LC10 | $1.35 * 1.08 \frac{kN}{m^2} + 1.5 * 1.0 \frac{kN}{m^2} + 0.6 * 1.5 * (-0.25 \frac{kN}{m^2}) $ |

LC11 | $1.35 * 1.08 \frac{kN}{m^2} + 1.5 * (-0.25 \frac{kN}{m^2}) + 0.7 * 1.5 * 0.53 \frac{kN}{m^2} $ |

LC12 | $1.35 * 1.08 \frac{kN}{m^2} + 1.5 * 0.53 \frac{kN}{m^2} + 0.6 * 1.5 * (-0.25 \frac{kN}{m^2})$ |

**Characteristic SLS Load combinations**

LC1 | $1.08 \frac{kN}{m^2} $ |

LC2 | $1.08 \frac{kN}{m^2} + 1.0 \frac{kN}{m^2}$ |

LC3 | $1.08 \frac{kN}{m^2} + 1.0 \frac{kN}{m^2} + 0.7 * 0.53 \frac{kN}{m^2}$ |

LC4 | $1.08 \frac{kN}{m^2} + 1.0 \frac{kN}{m^2} + 0.6 * (-0.25 \frac{kN}{m^2})$ |

LC5 | $1.08 \frac{kN}{m^2} + 1.0 \frac{kN}{m^2} + 0.7 * 0.53 \frac{kN}{m^2} + 0.6 * (-0.25 \frac{kN}{m^2}) $ |

LC6 | $1.08 \frac{kN}{m^2} + 0 * 1.0 \frac{kN}{m^2} + 0.53 \frac{kN}{m^2} + 0.6 * (-0.25 \frac{kN}{m^2}) $ |

LC7 | $1.08 \frac{kN}{m^2} + 0 * 1.0 \frac{kN}{m^2} + 0.7 * 0.53 \frac{kN}{m^2} + (-0.25 \frac{kN}{m^2}) $ |

LC8 | $1.08 \frac{kN}{m^2} + 0.53 \frac{kN}{m^2}$ |

LC9 | $1.08 \frac{kN}{m^2} + (-0.25 \frac{kN}{m^2}) $ |

LC10 | $1.08 \frac{kN}{m^2} + 1.0 \frac{kN}{m^2} + 0.6 * (-0.25 \frac{kN}{m^2}) $ |

LC11 | $1.08 \frac{kN}{m^2} + (-0.25 \frac{kN}{m^2}) + 0.7 * 0.53 \frac{kN}{m^2} $ |

LC12 | $1.08 \frac{kN}{m^2} + 0 * 1.0 \frac{kN}{m^2} + 0.53 \frac{kN}{m^2}$ |

LC13 | $1.08 \frac{kN}{m^2} + 0 * 1.0 \frac{kN}{m^2} + (-0.25 \frac{kN}{m^2})$ |

## 🪵 Rafter Timber Material

For this blog post/tutorial we are choosing a Structural timber C24. More comments on which timber material to pick and where to get the properties from were made here.

The following characteristic strength and stiffness parameters were found online from a manufacturer.

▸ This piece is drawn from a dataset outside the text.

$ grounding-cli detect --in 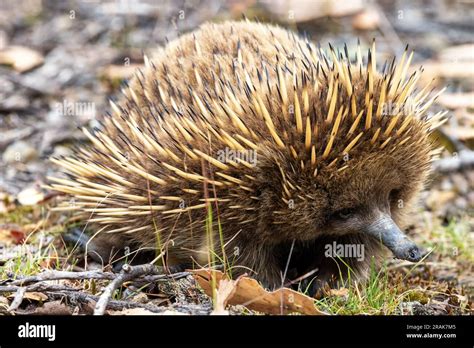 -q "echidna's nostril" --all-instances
[408,246,421,262]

Bending strength $f_{m.k}$ | 24 $\frac{N}{mm^2}$ |

Tension strength parallel to grain $f_{t.0.k}$ | 14 $\frac{N}{mm^2}$ |

Tension strength perpendicular to grain $f_{t.90.k}$ | 0.4 $\frac{N}{mm^2}$ |

Compression strength parallel to grain $f_{c.0.k}$ | 21 $\frac{N}{mm^2}$ |

Compression strength perpendicular to grain $f_{c.90.k}$ | 2.5 $\frac{N}{mm^2}$ |

Shear strength $f_{v.k}$ | 4.0 $\frac{N}{mm^2}$ |

E-modulus $E_{0.mean}$ | 11.0 $\frac{kN}{mm^2}$ |

E-modulus, 5% quantile $E_{0.05}$ | 7.4 $\frac{kN}{mm^2}$ |

### Modification factor $k_{mod}$

If you do not know what the modification factor $k_{mod}$ is, we wrote an explanation to it in a previous article, which you can check out.

Since we want to keep everything as short as possible, we are not going to repeat it in this article – we are only defining the values of $k_{mod}$.

For a residential house which is classified as Service class 1 according to EN 1995-1-1 2.3.1.3 we extract the following load durations for the different loads.

Self-weight/dead load | Permanent |

Live load, Snow load | Medium-term |

Wind load | Instantaneous |

From EN 1995-1-1 Table 3.1 we get the $k_{mod}$ values for the load durations and a structural wood C24 (Solid timber).

$k_{mod}$ | |||
---|---|---|---|

Self-weight/dead load | Permanent action | Service class 1 | 0.6 |

Live load, Snow load | Medium term action | Service class 1 | 0.8 |

Wind load | Instantaneous action | Service class 1 | 1.1 |

### Partial factor $\gamma_{M}$

According to EN 1995-1-1 Table 2.3 the partial factor $\gamma_{M}$ is defined as

**$\gamma_{M} = 1.3$**

## 📏 Assumption of Width and Height of Rafter and Collar Beam

We are defining the width w and height h of the C24 structural wood** rafter** cross-section as

Width w = 100 mm

Height h = 160 mm

And the values for the **collar beam** are defined as

Width w = 80 mm

Height h = 120 mm

💡We highly recommend doing any calculation in a program where you can always update values and not by hand on a piece of paper! Check out our beginners guide for SMath!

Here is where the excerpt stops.